For pixel-level annotations, Sedeen,Footnote 1 a pathology image viewer, was used. Various structures were labeled with different names and corresponding colors as follows: epidermis (EP) in blue, dermis (DE) in yellow, stratum corneum (COR) in pink, epidermal nests (EPN, corresponding to epidermal melanocytic nests) in dark green, and dermal nests (DMN, corresponding to dermal melanocytic nests) in light green. Using the threshold-based segmentation method of [20], the background (BG) was detected and added to the labels in gray. We followed existing segmentation dataset annotation protocols (e.g., Cityscapes) and marked the pixels that do not correspond to any informative entity as unlabeled (UL) in black.

Method and Model

Medical imaging literature has witnessed great progress in the design and performance of deep convolutional models for medical image segmentation [13]. Thus, we utilized a CNN for our task of semantic segmentation.

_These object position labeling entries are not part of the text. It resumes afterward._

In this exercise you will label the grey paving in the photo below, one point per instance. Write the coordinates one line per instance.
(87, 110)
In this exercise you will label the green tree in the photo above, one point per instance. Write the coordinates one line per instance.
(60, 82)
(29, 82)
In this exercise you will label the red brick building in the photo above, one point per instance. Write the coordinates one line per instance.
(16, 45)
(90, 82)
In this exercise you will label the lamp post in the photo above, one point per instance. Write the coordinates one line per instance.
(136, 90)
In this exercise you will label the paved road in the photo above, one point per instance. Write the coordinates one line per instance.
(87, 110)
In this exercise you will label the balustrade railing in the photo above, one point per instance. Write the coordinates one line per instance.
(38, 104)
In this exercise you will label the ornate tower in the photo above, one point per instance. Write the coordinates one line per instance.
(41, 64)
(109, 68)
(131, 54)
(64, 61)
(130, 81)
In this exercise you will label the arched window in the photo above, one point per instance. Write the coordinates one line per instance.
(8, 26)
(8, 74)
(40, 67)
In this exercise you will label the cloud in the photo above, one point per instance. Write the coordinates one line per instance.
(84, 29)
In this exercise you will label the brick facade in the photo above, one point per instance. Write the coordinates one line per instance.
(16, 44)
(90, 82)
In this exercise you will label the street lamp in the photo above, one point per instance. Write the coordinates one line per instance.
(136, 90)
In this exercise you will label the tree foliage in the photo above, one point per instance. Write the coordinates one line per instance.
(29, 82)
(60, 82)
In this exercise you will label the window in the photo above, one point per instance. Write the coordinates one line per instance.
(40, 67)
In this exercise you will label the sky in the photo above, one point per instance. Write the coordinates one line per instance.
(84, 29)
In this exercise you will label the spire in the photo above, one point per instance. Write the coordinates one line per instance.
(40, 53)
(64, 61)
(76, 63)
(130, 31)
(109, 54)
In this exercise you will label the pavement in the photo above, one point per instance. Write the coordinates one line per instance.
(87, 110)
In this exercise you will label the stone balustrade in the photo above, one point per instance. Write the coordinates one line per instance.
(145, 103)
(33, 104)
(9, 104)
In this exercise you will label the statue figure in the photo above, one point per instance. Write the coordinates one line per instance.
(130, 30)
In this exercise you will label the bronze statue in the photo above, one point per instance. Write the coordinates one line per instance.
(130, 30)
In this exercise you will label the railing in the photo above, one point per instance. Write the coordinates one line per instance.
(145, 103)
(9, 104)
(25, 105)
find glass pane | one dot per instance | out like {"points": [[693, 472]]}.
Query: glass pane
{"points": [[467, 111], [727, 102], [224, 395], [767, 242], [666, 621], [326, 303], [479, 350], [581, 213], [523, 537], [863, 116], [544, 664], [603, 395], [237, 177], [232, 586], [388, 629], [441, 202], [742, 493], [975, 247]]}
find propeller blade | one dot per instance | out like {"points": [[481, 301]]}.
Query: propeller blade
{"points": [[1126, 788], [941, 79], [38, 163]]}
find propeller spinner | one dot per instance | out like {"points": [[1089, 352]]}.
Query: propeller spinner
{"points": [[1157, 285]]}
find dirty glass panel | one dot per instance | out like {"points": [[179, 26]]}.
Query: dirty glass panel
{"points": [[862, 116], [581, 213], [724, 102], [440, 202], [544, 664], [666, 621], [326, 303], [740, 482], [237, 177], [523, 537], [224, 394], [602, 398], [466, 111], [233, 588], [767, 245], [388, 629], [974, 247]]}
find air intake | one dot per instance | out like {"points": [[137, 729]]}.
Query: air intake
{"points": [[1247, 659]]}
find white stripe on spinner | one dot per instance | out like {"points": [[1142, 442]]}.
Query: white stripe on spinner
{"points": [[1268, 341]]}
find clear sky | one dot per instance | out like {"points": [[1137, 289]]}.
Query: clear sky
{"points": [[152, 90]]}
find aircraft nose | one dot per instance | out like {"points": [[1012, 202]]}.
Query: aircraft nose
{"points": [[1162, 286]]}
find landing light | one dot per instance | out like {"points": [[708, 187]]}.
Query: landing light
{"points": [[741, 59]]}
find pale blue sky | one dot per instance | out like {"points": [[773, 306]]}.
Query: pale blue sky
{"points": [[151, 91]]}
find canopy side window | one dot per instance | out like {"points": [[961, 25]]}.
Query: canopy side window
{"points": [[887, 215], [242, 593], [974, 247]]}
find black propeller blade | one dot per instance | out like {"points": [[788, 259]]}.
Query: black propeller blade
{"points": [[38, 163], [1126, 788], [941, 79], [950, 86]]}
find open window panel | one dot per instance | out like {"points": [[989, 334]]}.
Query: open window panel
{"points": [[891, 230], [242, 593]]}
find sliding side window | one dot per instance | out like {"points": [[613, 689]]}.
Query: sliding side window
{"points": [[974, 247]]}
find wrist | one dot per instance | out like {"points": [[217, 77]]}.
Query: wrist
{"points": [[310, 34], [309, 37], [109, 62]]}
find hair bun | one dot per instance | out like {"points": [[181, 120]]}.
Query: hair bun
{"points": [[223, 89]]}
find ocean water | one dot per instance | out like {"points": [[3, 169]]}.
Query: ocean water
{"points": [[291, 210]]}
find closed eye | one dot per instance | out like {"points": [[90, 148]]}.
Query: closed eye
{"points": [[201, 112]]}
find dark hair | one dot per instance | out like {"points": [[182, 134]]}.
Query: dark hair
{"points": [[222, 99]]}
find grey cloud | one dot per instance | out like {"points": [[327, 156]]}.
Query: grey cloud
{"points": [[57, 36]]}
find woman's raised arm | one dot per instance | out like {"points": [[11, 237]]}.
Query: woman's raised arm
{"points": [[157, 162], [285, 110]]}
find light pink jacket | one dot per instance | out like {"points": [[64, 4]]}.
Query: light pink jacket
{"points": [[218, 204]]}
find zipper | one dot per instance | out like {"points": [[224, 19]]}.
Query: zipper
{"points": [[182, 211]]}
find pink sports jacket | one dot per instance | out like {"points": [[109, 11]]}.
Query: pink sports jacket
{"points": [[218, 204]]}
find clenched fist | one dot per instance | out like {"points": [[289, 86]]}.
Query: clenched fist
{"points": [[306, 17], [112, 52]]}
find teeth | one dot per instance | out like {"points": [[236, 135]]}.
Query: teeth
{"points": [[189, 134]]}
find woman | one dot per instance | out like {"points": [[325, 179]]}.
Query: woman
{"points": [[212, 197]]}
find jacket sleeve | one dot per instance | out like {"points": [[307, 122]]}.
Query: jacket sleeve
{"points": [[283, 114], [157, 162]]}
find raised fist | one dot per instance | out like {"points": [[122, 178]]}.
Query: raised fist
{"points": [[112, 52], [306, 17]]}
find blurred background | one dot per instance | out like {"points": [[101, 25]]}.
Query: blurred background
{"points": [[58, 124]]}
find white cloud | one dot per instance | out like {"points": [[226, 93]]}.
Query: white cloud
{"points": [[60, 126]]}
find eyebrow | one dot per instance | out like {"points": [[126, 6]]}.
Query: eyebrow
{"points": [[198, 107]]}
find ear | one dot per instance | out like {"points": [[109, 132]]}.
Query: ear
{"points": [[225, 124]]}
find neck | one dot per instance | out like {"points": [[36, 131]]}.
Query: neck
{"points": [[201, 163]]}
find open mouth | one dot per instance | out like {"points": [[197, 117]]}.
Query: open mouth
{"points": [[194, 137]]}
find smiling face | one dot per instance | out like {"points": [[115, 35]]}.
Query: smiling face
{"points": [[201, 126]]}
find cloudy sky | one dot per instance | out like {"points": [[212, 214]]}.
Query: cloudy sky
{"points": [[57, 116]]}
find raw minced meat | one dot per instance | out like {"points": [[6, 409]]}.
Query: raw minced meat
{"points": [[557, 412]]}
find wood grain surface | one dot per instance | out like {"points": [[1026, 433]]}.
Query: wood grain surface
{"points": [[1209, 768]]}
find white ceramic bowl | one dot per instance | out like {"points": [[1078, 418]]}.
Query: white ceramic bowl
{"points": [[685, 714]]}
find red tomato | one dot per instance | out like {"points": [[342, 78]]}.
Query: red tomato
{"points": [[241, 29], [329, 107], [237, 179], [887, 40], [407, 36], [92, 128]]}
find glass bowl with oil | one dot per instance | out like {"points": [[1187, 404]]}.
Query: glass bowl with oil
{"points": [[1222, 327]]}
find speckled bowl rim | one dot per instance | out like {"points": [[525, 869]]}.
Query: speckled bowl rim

Since the labeling was done on ROIs, we started the process of training and evaluation on ROIs. As the preprocessing step, cropping, resizing, and augmentation were performed on these images.

Cropping and Resizing

Since the ROI sizes vary from ~ 480 × 360 to ~ 23,500 × 22,400, we chose the smallest size of 480 × 360 as the model input. However, resizing the biggest crop of 23,500 × 22,400 to such a small size (480 × 360) can significantly impact the information that can be acquired from such images. Instead, we follow a standard approach wherein bigger ROIs are divided into patches, and then patch-level segmentation masks are generated and combined to produce a ROI-level segmentation mask [21, 22]. In particular, for bigger ROIs, we extract patches of size 1440 × 1080 and then resize them to 480 × 360 before feeding them to the model. The segmentation output is then upsampled using nearest-neighbor interpolation to produce the segmentation mask that is of the same size as the patch before resizing.


We used various augmentation techniques such as horizontal flipping, affine transformation, perspective transformation, brightness/contrast/color manipulations, image blurring, sharpening, Gaussian noise, and random cropping to improve the robustness of our model. We used the fast augmentation library for these augmentation techniques [23].

Data Split

For a fair evaluation of the model, we divided the ROI dataset into two subsets, the training and testing sets, with a ratio of 80/20, respectively. The testing set was kept unseen from the model until the last step of the final evaluation. The training set is further split into train and validation sets, with a ratio of 80/20. We use the validation set for monitoring the training process and model selection and the testing set for the evaluation. Training, validation, and testing samples are all from different patients. While splitting the dataset, we were careful not to include any patient data from the training set in the testing or validation sets.


The U-Net architecture of [22] is a well-known segmentation network and has shown good performance across different biomedical segmentation applications, such as MRI images [24], COVID-19 [25], skin lesion images [26], and lung, heart, and clavicle X-ray images [27].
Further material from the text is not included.